Almost from the beginning Cognos demonstrated a canny understanding of its audience. It started out in 1969 as Quasar Systems Ltd., a maker of data extraction software for HP machines called QUIZ, but quickly saw there was an opportunity in working with higher-level enterprise information. When I first stumbled across the company 10 years ago, it was running a promotional campaign called 24 ways, that was complemented by a book called The Multidimensional Manager: 24 Ways to Impact Your Bottom Line in 90 Days. A step-by-step approach, a focus on “time to value,” a recognition of an executive’s layered responsibility in the enterprise: it’s all there. The following year, in 1998, it was working on a Web-based version of its reporting product. Who says Canadian high-tech companies are sluggish to adapt?

Consistent leadership helps too. In the late 1980s Cognos recruited Ron Zambonini as its director of R&D, and by 1995 he became one of its most colourful CEOs, arriving at a sales conference dressed in leather on a motorcycle (and this was before the dot-com hubris). He slowly groomed a successor, Rob Ashe, who has steered the company through one helpful acquisition after another and helped jump through a series of hurdles. You name the typical vendor crisis, and Cognos has faced it. In 2001, when no one was buying, it dutifully reduced its workforce by 10 per cent. In 2002, when it faced a patent dispute with rival Business Objects (now part of SAP), it made the wise choice of settling for US$24 million. The worst you ever heard about Cognos in the media was that it was boring. In a market where customers value reliability and minimal disruptions, that’s something of a compliment.

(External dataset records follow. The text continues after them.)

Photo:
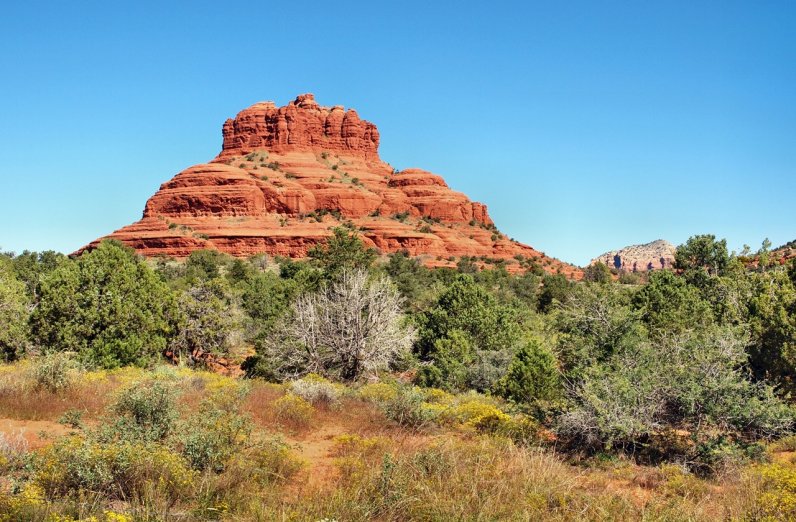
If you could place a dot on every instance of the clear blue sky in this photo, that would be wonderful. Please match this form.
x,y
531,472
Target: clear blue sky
x,y
585,126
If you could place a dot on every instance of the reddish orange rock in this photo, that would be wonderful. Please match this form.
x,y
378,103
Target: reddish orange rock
x,y
287,175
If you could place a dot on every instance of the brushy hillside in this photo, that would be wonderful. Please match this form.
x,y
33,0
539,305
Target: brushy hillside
x,y
352,387
178,444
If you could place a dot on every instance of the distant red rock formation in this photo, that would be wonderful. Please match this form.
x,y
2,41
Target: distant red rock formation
x,y
287,175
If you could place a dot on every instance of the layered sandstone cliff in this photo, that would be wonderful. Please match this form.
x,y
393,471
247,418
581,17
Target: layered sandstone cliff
x,y
656,255
286,176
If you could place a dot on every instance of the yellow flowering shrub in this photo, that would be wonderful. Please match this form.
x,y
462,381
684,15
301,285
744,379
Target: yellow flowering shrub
x,y
471,410
22,506
120,470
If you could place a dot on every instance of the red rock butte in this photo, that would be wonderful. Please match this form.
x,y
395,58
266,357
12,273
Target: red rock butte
x,y
286,176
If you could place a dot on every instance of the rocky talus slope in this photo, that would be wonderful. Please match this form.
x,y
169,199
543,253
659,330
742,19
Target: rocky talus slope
x,y
640,258
287,175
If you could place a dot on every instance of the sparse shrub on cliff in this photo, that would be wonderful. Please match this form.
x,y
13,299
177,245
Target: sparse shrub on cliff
x,y
597,273
107,305
343,251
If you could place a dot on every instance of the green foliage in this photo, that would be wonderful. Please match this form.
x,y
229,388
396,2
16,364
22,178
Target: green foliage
x,y
267,297
343,251
410,277
14,306
702,253
408,408
108,306
593,323
55,371
772,319
145,411
693,382
205,323
465,321
30,267
209,438
128,470
554,290
532,376
668,304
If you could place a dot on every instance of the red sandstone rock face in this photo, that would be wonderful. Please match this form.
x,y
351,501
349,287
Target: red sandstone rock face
x,y
286,176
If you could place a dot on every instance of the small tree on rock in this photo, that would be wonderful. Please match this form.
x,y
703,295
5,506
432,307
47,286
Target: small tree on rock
x,y
349,329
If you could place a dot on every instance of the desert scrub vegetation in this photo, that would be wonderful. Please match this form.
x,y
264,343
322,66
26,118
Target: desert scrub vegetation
x,y
352,387
208,458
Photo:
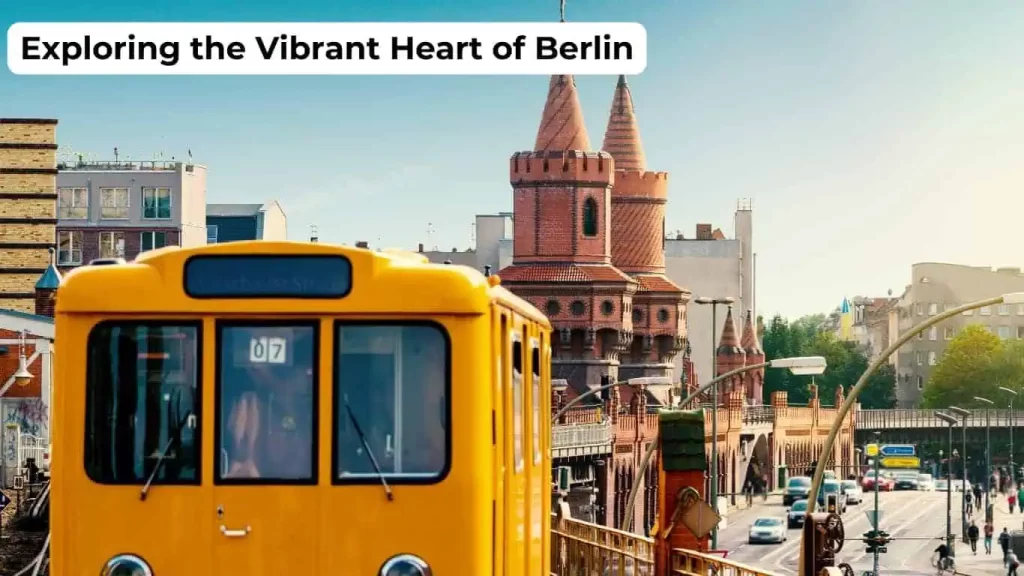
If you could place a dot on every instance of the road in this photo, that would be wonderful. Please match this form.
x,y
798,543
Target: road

Cognos was still going where the money was – corporate performance management, compliance and so on – but the perception seemed to be that it had run out of ideas. And yet the nature of business intelligence is using the tools available to you to take the best course of action for your future. It’s not about knee-jerk reactions, but shrewd, calculated risks based on the best possible data. That’s what Cognos did. Far from bowing to the forces of consolidation or jumping on the bandwagon, it behaved, right until the end, like the kind of customer it had a knack for winning over.